Hipertireoidismo: Diagnóstico Laboratorial e Sintomas Chave

IOG - Instituto de Olhos de Goiânia — Prova 2020

Enunciado

Mulher, 45 anos, apresentando quadro de irritabilidade, alopecia, intolerância ao calor, taquicardia, proptose palpebral, foi submetida à avaliação laboratorial. Qual resultado melhor se encaixa ao quadro clínico?

Alternativas

  1. A) TSH elevado, T4 livre elevado, T3 diminuído.
  2. B) THS elevado, T4 livre diminuído, T3 diminuído
  3. C) TSH suprimido, T4 livre diminuído, T3 diminuído.
  4. D) TSH suprimido, T4 livre aumentado, T3 aumentado.
  5. E) TSH elevado, T4 livre diminuído, T3 aumentado.

Pérola Clínica

Hipertireoidismo (irritabilidade, taquicardia, intolerância ao calor, proptose) = TSH suprimido + T4 livre ↑ + T3 ↑.

Resumo-Chave

O quadro clínico de irritabilidade, alopecia, intolerância ao calor, taquicardia e proptose palpebral é altamente sugestivo de hipertireoidismo, especialmente Doença de Graves. Laboratorialmente, isso se traduz por um TSH suprimido (devido ao feedback negativo dos altos níveis de hormônios tireoidianos na hipófise) e níveis elevados de T4 livre e T3, que são os hormônios tireoidianos ativos.

Contexto Educacional

O hipertireoidismo é uma condição clínica resultante do excesso de hormônios tireoidianos (T3 e T4) circulantes, levando a um estado de hipermetabolismo. A causa mais comum é a Doença de Graves, uma doença autoimune. O reconhecimento precoce dos sintomas é crucial para o diagnóstico e manejo adequados, evitando complicações cardiovasculares e osteomusculares. Os sintomas são variados e podem incluir irritabilidade, ansiedade, taquicardia, palpitações, intolerância ao calor, sudorese, perda de peso, tremores e, em casos de Doença de Graves, bócio e oftalmopatia (como a proptose palpebral). O diagnóstico laboratorial do hipertireoidismo primário é caracterizado por um TSH (hormônio estimulante da tireoide) suprimido, ou seja, abaixo dos valores de referência, e níveis elevados de T4 livre e/ou T3. O TSH é o marcador mais sensível para rastreamento de disfunção tireoidiana, pois reflete o feedback negativo dos hormônios tireoidianos na hipófise. Níveis elevados de T4 livre e T3 confirmam o excesso hormonal. É importante diferenciar do hipertireoidismo subclínico (TSH suprimido com T4/T3 normais) e do hipertireoidismo secundário (TSH elevado com T4/T3 elevados, raro). Para residentes, é essencial saber interpretar esses resultados e correlacioná-los com o quadro clínico. O manejo envolve o uso de antitireoidianos, iodo radioativo ou cirurgia, dependendo da etiologia e gravidade. A oftalmopatia de Graves requer atenção especial, pois pode não responder ao tratamento da tireotoxicose e necessitar de abordagens específicas. A compreensão da fisiopatologia e do perfil laboratorial é fundamental para a tomada de decisões clínicas e para o sucesso em exames de residência.

Perguntas Frequentes

Quais são os sintomas clássicos do hipertireoidismo?

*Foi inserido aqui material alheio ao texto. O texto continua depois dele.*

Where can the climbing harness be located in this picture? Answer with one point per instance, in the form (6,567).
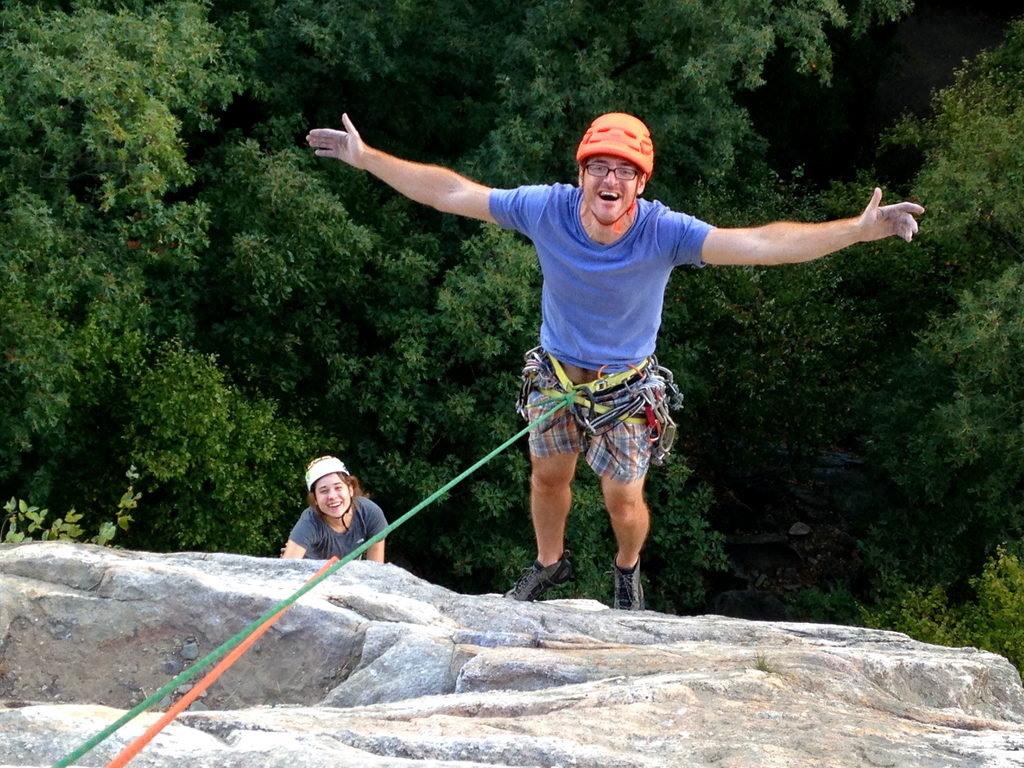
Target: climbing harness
(652,388)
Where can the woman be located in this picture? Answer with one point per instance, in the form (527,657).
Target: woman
(339,517)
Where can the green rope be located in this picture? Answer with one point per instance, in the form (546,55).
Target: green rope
(226,646)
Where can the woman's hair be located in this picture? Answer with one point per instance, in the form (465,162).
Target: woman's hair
(353,484)
(336,467)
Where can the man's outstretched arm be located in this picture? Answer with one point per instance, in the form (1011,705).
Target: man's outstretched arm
(430,184)
(791,242)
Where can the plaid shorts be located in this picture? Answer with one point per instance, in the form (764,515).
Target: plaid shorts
(621,452)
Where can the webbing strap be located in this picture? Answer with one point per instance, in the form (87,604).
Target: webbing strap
(582,399)
(601,383)
(270,615)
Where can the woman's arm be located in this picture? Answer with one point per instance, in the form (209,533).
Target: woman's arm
(293,551)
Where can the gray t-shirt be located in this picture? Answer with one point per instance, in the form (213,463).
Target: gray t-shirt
(323,543)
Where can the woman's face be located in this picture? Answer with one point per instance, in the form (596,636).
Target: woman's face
(333,494)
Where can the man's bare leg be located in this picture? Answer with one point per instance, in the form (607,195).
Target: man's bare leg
(630,518)
(550,500)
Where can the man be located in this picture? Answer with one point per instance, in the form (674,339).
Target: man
(605,255)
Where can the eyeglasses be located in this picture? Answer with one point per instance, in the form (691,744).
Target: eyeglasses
(624,172)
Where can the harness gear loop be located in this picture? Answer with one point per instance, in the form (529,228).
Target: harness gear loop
(652,388)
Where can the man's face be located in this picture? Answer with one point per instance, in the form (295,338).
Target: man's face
(608,197)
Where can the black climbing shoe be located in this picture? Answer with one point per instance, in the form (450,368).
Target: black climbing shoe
(629,591)
(537,579)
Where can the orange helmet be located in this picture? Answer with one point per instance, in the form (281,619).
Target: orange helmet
(621,135)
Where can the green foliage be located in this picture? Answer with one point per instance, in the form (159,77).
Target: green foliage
(993,620)
(947,436)
(223,466)
(24,521)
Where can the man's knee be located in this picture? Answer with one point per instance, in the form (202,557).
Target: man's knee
(625,501)
(553,472)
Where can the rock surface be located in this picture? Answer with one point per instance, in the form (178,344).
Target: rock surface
(375,668)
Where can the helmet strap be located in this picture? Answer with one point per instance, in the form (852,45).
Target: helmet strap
(619,227)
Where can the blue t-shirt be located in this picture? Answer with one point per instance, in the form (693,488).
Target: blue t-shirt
(600,304)
(322,542)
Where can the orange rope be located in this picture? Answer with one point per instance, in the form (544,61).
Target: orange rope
(136,747)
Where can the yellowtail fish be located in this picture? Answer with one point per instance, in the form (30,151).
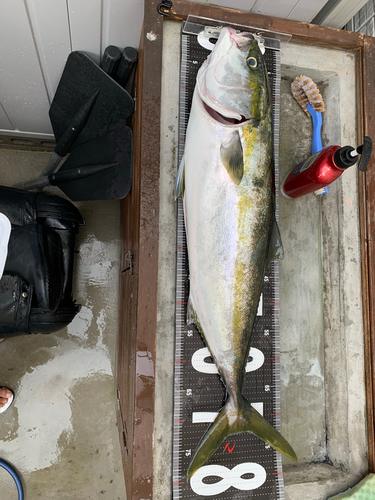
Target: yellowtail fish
(226,178)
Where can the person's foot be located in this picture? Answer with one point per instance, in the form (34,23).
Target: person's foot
(5,394)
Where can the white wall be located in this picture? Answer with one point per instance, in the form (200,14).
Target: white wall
(38,35)
(36,39)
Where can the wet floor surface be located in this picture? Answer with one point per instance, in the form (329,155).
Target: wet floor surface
(61,433)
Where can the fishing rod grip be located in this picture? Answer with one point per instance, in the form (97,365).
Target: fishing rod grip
(110,59)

Os sintomas clássicos incluem taquicardia, palpitações, intolerância ao calor, sudorese excessiva, perda de peso inexplicada, tremores, nervosismo, irritabilidade, fadiga, fraqueza muscular, diarreia e alterações menstruais. Em casos de Doença de Graves, pode haver bócio e oftalmopatia (proptose).

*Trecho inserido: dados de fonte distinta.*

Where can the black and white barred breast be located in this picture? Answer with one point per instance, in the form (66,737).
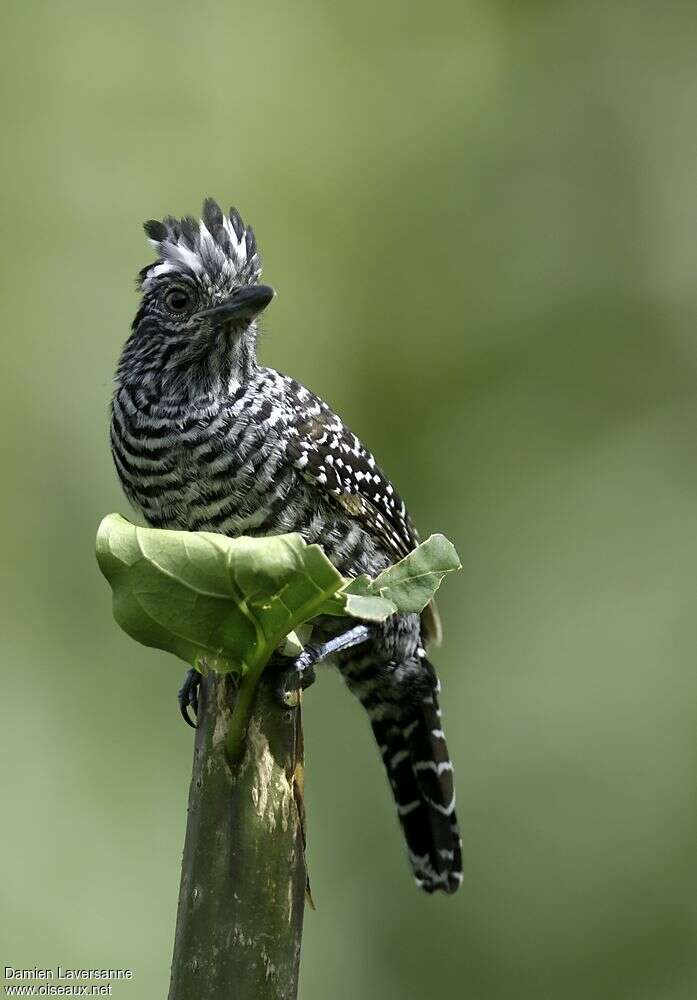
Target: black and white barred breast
(267,457)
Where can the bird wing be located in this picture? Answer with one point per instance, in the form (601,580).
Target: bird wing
(331,456)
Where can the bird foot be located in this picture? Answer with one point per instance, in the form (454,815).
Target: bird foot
(188,696)
(294,678)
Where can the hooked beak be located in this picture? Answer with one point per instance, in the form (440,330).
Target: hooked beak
(244,305)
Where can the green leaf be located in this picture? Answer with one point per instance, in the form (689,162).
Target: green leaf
(411,583)
(227,603)
(204,597)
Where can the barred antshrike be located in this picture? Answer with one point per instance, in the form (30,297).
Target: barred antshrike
(204,438)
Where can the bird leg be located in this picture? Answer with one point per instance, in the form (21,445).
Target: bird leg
(301,673)
(188,695)
(297,677)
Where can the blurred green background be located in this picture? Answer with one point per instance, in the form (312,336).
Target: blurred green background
(480,219)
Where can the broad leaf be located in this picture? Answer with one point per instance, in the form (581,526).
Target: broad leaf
(206,597)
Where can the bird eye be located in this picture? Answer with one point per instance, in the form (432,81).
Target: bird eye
(177,300)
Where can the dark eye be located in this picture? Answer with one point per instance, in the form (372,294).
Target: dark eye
(177,299)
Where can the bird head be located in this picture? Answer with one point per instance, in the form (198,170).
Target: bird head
(206,278)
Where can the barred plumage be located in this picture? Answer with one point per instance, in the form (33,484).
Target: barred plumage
(203,438)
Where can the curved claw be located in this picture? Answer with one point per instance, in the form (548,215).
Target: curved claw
(292,680)
(188,696)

Como o TSH, T4 livre e T3 se comportam no hipertireoidismo primário?

No hipertireoidismo primário, a glândula tireoide produz excesso de hormônios. Isso leva a um feedback negativo na hipófise, resultando em TSH suprimido (muito baixo ou indetectável). Consequentemente, os níveis de T4 livre e T3 (os hormônios ativos) estarão elevados.

O que é a proptose palpebral e qual sua relação com o hipertireoidismo?

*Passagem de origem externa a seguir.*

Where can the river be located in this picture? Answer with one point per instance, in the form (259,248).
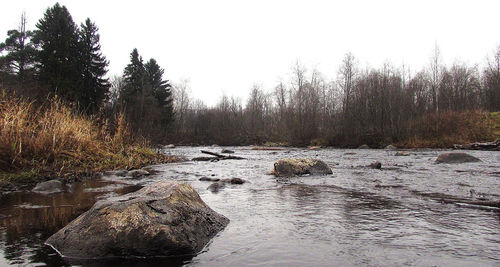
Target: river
(357,216)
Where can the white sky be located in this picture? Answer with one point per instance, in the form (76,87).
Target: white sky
(227,46)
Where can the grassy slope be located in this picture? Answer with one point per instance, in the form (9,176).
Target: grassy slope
(52,141)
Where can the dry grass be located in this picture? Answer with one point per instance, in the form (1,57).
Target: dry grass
(52,138)
(450,128)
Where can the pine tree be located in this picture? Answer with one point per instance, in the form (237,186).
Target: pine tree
(92,67)
(57,36)
(21,51)
(161,90)
(135,90)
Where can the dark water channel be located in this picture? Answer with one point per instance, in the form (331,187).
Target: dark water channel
(356,216)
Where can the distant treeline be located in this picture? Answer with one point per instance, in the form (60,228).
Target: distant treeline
(436,106)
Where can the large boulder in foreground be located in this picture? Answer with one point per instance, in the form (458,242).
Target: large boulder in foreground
(292,167)
(164,219)
(456,157)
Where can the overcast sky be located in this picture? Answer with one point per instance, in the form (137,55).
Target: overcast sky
(227,46)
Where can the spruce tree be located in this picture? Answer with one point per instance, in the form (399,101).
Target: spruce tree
(92,65)
(161,90)
(21,51)
(57,36)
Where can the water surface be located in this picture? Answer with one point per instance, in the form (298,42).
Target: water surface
(356,216)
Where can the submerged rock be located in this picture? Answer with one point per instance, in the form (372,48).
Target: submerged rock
(138,173)
(164,219)
(215,187)
(291,167)
(208,179)
(390,147)
(456,157)
(375,165)
(234,181)
(49,187)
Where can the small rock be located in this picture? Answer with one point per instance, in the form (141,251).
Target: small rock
(49,187)
(120,173)
(456,157)
(390,147)
(215,187)
(208,179)
(375,165)
(291,167)
(138,173)
(234,181)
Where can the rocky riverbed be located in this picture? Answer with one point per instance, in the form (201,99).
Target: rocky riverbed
(410,211)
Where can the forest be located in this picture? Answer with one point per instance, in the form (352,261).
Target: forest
(436,106)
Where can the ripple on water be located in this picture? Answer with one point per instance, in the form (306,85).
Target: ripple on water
(356,216)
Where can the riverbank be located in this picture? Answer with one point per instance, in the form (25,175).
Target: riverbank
(41,142)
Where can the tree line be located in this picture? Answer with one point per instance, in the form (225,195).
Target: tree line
(374,106)
(62,60)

A proptose palpebral, ou exoftalmia, é a protusão do globo ocular. É um sinal característico da oftalmopatia de Graves, uma manifestação autoimune da Doença de Graves, a causa mais comum de hipertireoidismo. Não está diretamente relacionada aos níveis hormonais, mas sim ao processo inflamatório e infiltrativo na órbita.